When people socialise in pubs, their drinking level is pegged to price and rate of alcohol consumption of those around them.
Not so at home. It is very easy to binge drink as you top up from a bottle whenever you please, pouring as much alcohol into a glass as you please, whereas in a pub you are served a stringent regulated measure, which amounts to about 5 teaspoonfuls of a hard liquor.
That, plus pricing where you pay the same for a whole litre of hard spirits as you would for 3 or 4 pub drinks has meant that home drinking is on the increase.
How Much Alcohol is Too Much?
It was long believed that people who develop liver cirrhosis (that is the name for the disease where scar tissue is formed on the liver) are heavy drinkers who have drank copious amounts of alcohol steadily for 10 years or more.
New research is showing that cirrhosis is increasing in younger people, and in those who have not, apparently, over-stepped the mark when it comes to alcohol consumption.

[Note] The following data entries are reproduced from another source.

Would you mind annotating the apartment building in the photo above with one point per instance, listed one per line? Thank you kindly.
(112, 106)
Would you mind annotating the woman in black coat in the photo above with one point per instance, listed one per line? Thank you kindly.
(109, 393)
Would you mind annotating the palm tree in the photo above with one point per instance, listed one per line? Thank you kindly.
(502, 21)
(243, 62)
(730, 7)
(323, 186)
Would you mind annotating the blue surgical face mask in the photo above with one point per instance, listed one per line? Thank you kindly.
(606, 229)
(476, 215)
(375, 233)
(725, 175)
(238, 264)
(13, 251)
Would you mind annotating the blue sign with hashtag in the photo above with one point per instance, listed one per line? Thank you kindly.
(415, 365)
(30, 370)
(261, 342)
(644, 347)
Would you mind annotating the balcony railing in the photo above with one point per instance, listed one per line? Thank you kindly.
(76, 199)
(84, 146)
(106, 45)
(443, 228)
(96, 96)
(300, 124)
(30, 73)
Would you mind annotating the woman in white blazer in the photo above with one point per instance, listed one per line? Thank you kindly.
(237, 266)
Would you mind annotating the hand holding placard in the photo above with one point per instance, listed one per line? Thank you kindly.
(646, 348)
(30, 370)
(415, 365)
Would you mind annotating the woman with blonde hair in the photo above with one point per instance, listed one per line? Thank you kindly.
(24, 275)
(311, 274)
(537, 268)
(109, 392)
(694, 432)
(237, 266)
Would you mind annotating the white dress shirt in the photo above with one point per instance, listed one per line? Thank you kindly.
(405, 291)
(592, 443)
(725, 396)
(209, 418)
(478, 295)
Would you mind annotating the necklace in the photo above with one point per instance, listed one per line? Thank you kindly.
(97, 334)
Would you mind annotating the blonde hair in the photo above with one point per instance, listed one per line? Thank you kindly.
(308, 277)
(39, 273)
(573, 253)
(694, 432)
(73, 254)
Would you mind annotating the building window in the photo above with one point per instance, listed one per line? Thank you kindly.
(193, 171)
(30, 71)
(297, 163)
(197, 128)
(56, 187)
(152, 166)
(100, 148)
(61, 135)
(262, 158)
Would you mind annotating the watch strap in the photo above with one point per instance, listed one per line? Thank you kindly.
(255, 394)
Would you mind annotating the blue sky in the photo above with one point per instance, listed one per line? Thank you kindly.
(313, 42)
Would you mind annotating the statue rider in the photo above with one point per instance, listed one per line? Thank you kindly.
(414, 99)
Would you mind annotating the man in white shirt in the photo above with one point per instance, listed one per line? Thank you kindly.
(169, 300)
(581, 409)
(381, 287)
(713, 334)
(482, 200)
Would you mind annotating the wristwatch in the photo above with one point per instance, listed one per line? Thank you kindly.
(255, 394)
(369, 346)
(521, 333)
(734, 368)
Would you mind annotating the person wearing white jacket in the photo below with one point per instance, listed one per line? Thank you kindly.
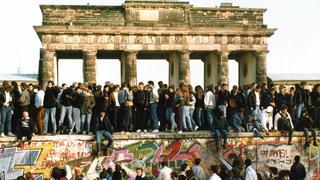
(210, 104)
(251, 173)
(165, 171)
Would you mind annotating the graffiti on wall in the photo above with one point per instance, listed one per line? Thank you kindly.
(39, 157)
(279, 156)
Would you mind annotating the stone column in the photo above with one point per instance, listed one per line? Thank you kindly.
(173, 60)
(247, 68)
(210, 63)
(131, 67)
(46, 73)
(89, 66)
(223, 68)
(261, 67)
(184, 67)
(123, 67)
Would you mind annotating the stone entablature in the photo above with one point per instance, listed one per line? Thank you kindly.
(153, 13)
(171, 28)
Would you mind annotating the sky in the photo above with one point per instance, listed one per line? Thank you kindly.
(293, 48)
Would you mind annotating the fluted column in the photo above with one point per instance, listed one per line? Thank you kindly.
(131, 67)
(223, 68)
(184, 67)
(261, 61)
(46, 66)
(210, 63)
(89, 66)
(173, 60)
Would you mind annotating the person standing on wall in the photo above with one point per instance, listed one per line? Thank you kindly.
(25, 128)
(104, 130)
(6, 107)
(50, 103)
(39, 116)
(153, 105)
(250, 172)
(297, 170)
(66, 108)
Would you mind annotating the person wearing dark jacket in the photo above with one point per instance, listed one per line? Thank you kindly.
(169, 98)
(141, 107)
(308, 125)
(254, 102)
(6, 107)
(297, 170)
(314, 102)
(301, 101)
(86, 110)
(104, 130)
(50, 103)
(281, 98)
(77, 103)
(25, 128)
(66, 108)
(223, 96)
(220, 127)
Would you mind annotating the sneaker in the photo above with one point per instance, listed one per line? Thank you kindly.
(155, 131)
(196, 128)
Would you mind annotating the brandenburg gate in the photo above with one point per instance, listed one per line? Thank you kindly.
(156, 29)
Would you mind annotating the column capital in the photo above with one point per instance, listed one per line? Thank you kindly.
(184, 51)
(131, 52)
(260, 53)
(89, 52)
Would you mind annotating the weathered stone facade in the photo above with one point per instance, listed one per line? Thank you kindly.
(172, 30)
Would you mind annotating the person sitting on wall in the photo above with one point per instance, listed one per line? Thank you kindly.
(104, 130)
(266, 118)
(283, 122)
(25, 128)
(308, 125)
(220, 126)
(140, 174)
(238, 120)
(254, 126)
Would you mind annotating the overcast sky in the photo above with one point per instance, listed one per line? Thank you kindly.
(293, 48)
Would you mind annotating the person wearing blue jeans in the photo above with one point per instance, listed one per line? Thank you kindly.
(308, 125)
(186, 120)
(210, 104)
(104, 131)
(50, 113)
(220, 127)
(153, 105)
(6, 106)
(170, 117)
(66, 109)
(49, 103)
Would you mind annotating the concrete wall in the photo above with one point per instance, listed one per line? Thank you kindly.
(148, 150)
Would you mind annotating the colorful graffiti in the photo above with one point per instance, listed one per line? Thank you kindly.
(40, 156)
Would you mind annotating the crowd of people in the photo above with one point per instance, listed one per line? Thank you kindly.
(84, 108)
(242, 169)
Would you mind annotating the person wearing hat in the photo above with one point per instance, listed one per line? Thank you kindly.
(283, 122)
(104, 130)
(266, 119)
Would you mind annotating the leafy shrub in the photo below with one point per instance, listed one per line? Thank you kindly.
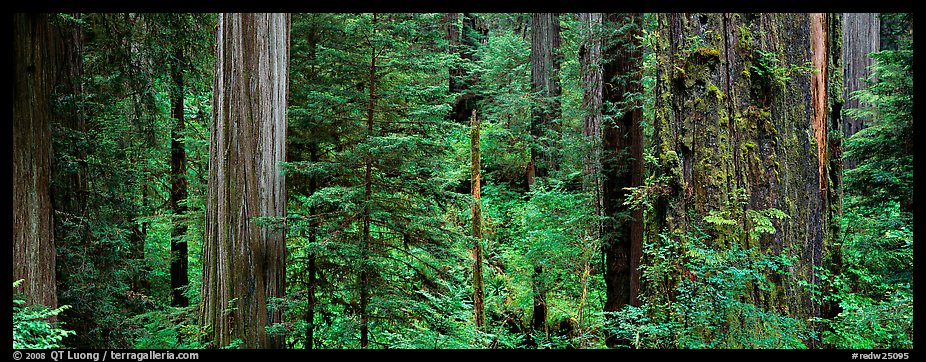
(34, 326)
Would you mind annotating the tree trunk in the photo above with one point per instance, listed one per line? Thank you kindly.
(313, 238)
(861, 36)
(244, 260)
(721, 125)
(179, 278)
(545, 42)
(622, 163)
(475, 171)
(545, 65)
(38, 61)
(462, 44)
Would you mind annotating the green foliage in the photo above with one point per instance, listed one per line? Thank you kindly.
(167, 328)
(767, 66)
(411, 246)
(873, 285)
(884, 150)
(111, 174)
(34, 326)
(701, 286)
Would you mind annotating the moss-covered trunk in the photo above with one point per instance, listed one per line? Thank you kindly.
(38, 60)
(622, 161)
(861, 36)
(243, 260)
(750, 102)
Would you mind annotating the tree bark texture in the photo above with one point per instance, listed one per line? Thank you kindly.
(720, 126)
(243, 261)
(368, 196)
(545, 43)
(38, 65)
(179, 265)
(861, 36)
(475, 172)
(622, 161)
(545, 67)
(590, 63)
(462, 43)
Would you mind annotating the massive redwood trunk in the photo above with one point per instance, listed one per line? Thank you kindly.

Binge drinking is on the increase, with people regularly setting aside at least one night a week to get drunk, even if they abstain for the rest of the week. This form of heavy drinking is extremely damaging to the liver.
New research now puts the maximum safe alcohol consumption at 4 units a day for men, and 3 units a day for women.

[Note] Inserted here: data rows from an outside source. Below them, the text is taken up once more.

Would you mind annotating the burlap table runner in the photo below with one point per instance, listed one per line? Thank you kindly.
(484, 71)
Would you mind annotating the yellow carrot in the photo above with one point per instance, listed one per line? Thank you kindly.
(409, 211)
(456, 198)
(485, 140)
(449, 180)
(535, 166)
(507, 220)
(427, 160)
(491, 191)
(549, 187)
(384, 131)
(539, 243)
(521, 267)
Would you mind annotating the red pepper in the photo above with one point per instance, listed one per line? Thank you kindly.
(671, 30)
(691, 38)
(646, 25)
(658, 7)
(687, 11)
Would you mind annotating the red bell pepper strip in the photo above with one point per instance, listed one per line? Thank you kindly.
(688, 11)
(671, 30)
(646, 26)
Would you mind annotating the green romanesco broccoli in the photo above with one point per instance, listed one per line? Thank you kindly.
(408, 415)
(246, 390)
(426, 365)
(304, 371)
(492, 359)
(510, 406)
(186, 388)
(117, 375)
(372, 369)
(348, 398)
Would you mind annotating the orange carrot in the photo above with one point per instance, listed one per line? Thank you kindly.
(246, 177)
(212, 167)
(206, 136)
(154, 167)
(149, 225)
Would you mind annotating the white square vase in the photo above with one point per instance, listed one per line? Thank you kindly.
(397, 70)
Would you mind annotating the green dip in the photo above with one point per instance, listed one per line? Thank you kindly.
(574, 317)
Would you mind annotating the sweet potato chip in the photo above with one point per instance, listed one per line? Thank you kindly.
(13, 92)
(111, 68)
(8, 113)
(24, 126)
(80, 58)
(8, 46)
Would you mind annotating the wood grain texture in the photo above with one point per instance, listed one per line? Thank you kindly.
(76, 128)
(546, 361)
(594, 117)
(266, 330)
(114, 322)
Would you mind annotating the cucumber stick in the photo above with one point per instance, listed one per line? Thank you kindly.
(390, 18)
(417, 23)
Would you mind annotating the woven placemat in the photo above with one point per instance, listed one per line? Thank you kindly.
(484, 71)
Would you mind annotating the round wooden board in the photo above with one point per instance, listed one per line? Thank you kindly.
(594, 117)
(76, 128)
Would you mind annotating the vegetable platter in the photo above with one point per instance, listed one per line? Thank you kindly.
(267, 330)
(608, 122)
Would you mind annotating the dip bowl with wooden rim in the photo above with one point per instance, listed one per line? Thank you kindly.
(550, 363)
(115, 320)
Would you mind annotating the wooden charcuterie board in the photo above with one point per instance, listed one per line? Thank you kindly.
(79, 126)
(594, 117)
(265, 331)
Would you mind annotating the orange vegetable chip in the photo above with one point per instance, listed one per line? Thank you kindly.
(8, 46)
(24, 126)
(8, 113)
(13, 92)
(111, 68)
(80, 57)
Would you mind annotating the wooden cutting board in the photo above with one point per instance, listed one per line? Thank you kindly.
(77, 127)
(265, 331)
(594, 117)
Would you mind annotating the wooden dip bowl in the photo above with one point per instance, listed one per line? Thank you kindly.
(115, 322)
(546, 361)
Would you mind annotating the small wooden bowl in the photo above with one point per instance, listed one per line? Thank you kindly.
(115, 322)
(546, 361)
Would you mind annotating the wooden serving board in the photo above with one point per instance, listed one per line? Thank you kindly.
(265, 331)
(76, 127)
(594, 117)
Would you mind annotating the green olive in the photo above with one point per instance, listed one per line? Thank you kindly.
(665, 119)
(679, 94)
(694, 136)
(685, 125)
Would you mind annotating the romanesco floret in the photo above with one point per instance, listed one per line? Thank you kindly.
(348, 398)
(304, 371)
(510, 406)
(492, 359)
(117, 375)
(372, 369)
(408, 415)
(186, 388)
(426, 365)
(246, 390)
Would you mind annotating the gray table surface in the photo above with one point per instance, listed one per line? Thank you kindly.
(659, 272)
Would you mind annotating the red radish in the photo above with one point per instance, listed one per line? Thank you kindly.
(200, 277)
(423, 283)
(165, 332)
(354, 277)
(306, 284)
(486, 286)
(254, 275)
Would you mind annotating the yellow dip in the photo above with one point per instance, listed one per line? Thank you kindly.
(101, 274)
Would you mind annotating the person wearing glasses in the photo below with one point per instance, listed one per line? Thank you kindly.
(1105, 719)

Over the course of a week this falls further to 21 units for men, and 14 for women.
A unit of alcohol is equivalent to
- half a pint ordinary strength beer or cider
- 5 teaspoons of spirits
- 50ml sherry or port
- a small glass (125ml) wine
If your regularly drink more than this, you are at risk of developing liver disease. Woman are more prone to developing alcoholic cirrhosis than men, and that is why their safe limit is set lower.r.
Feed your Liver
One thing that can help prevent alcoholic liver disease is to make a habit of always eating before you start drinking.
A high protein meal is recommended to help protect the liver.

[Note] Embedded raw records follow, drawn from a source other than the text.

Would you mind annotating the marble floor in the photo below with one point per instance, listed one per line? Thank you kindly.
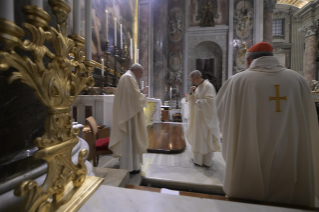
(175, 171)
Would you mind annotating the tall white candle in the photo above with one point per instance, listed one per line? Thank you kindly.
(38, 3)
(135, 61)
(102, 71)
(131, 50)
(107, 25)
(121, 37)
(76, 17)
(88, 29)
(6, 10)
(115, 33)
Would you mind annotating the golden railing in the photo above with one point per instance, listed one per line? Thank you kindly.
(56, 84)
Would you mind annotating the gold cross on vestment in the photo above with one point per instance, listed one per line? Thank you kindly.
(277, 98)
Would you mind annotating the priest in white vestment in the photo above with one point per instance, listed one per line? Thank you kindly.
(203, 128)
(129, 139)
(270, 133)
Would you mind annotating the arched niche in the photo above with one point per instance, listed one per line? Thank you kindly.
(208, 50)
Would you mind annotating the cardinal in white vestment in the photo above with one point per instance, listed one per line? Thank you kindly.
(203, 129)
(270, 133)
(129, 139)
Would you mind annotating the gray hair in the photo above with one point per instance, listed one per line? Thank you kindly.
(255, 55)
(136, 66)
(195, 74)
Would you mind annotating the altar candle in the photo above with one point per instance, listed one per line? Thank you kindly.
(115, 43)
(107, 25)
(6, 10)
(131, 49)
(121, 37)
(102, 72)
(38, 3)
(135, 54)
(76, 17)
(88, 29)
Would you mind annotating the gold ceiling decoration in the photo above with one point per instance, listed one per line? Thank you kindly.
(296, 3)
(56, 85)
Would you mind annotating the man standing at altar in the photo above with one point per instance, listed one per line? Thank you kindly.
(203, 129)
(270, 133)
(129, 138)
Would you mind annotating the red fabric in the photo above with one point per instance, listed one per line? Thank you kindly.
(261, 47)
(102, 144)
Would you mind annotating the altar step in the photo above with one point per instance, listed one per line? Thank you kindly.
(195, 179)
(113, 177)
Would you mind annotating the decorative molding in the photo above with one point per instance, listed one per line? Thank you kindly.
(194, 40)
(269, 5)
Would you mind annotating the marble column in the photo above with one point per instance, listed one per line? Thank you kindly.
(269, 6)
(310, 56)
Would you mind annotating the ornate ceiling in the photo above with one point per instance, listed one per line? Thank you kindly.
(296, 3)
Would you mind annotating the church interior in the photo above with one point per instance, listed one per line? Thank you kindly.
(61, 62)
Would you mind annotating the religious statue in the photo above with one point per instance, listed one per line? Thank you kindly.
(207, 74)
(207, 16)
(315, 85)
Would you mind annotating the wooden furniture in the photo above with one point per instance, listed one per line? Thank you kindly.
(166, 138)
(99, 141)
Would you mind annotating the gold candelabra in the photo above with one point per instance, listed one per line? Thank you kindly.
(56, 86)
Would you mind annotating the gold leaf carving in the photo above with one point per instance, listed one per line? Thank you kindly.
(56, 84)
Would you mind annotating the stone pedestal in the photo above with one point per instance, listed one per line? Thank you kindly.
(310, 56)
(101, 108)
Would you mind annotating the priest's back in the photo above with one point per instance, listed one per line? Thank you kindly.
(270, 135)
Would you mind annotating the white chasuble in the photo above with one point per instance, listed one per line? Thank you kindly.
(129, 139)
(203, 129)
(270, 135)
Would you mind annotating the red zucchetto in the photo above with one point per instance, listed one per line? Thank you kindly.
(261, 47)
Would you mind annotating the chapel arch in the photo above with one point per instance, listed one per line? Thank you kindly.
(206, 51)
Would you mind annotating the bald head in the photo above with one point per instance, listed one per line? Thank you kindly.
(137, 69)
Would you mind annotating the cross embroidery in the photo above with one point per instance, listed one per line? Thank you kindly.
(277, 98)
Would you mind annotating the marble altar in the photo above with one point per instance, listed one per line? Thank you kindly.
(101, 108)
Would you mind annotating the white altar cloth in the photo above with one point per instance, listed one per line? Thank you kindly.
(102, 108)
(108, 198)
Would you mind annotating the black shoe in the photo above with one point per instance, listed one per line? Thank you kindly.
(135, 171)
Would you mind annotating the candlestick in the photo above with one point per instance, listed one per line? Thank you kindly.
(88, 29)
(76, 17)
(102, 72)
(115, 43)
(107, 25)
(38, 3)
(6, 10)
(121, 37)
(131, 49)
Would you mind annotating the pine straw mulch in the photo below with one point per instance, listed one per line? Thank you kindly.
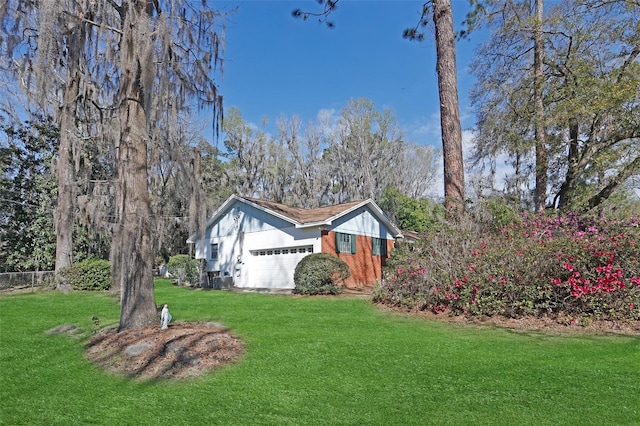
(182, 351)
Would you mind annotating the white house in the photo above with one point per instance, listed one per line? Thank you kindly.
(257, 244)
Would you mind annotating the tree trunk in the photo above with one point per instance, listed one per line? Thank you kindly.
(64, 213)
(539, 131)
(454, 192)
(66, 193)
(131, 252)
(566, 190)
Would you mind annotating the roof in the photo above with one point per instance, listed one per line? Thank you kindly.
(303, 218)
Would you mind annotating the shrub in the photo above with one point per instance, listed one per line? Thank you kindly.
(183, 267)
(570, 267)
(320, 273)
(90, 274)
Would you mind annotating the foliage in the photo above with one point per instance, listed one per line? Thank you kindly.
(356, 157)
(590, 105)
(184, 267)
(27, 194)
(313, 361)
(418, 215)
(571, 267)
(90, 274)
(320, 273)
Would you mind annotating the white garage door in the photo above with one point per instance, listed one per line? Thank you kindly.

Drinking on an empty stomach is the worst thing you can do, as the liver has nothing to sustain it as it goes about its function of purifying the toxins in alcohol.
Studies have shown that eating well substantially reduces the risk of developing alcoholic cirrhosis. The timing of your meal is crucial too.
If you normally have your main meal of the day at 2pm, by 6pm your stomach is empty again, yet this is the time many young workers may meet in a pub after work for a few drinks before going home.
Many other people use alcohol as an appetiser, preferring to drink an aperitif or two before eating. This can cause fatty liver damage.
Eat first, then drink alcohol, if you must.
People who have developed an alcohol dependence often forget to eat, or grab a hastily prepared sandwich at some point.
This is simply not enough to protect your liver, which, let's face it, when it fails, there is not another organ in the body can take over it's function, and so you either die or if you are very lucky, get a liver transplant.
Alcoholic Liver Disease Kills
I knew a man who by no stretch of the imagination could be considered an alcoholic. He was 51 years old, physically fit, (he ran a boys' football team), and every evening he went to the pub, bought a couple of pints of beer over the course of an evening, and sat in a corner doing the daily newspaper's crossword if none of his mates were in.
Then he'd go home and have something to eat with his wife who worked shifts - so from this we can assume he drank on an empty stomach, but never enough to even get drunk, except for the odd weekend binge drinking session that most of us indulge in.
One day he noticed his legs were swollen, and went along to see his doctor. This was one of the alcohol liver damage symptoms, which luckily his doctor recognised right away. He was admitted to hospital that day, but was never released.
He died from chronic liver failure less than 2 months later, despite a huge battle for his life from both himself and medics.
That is how frightening liver disease is. It creeps up on us, and kills us when we are not looking and certainly not expecting it.
Alcoholism is on the increase. We must learn to reduce our dependence and eat better, in order to reduce the rapidly climbing rate of alcoholic liver disease.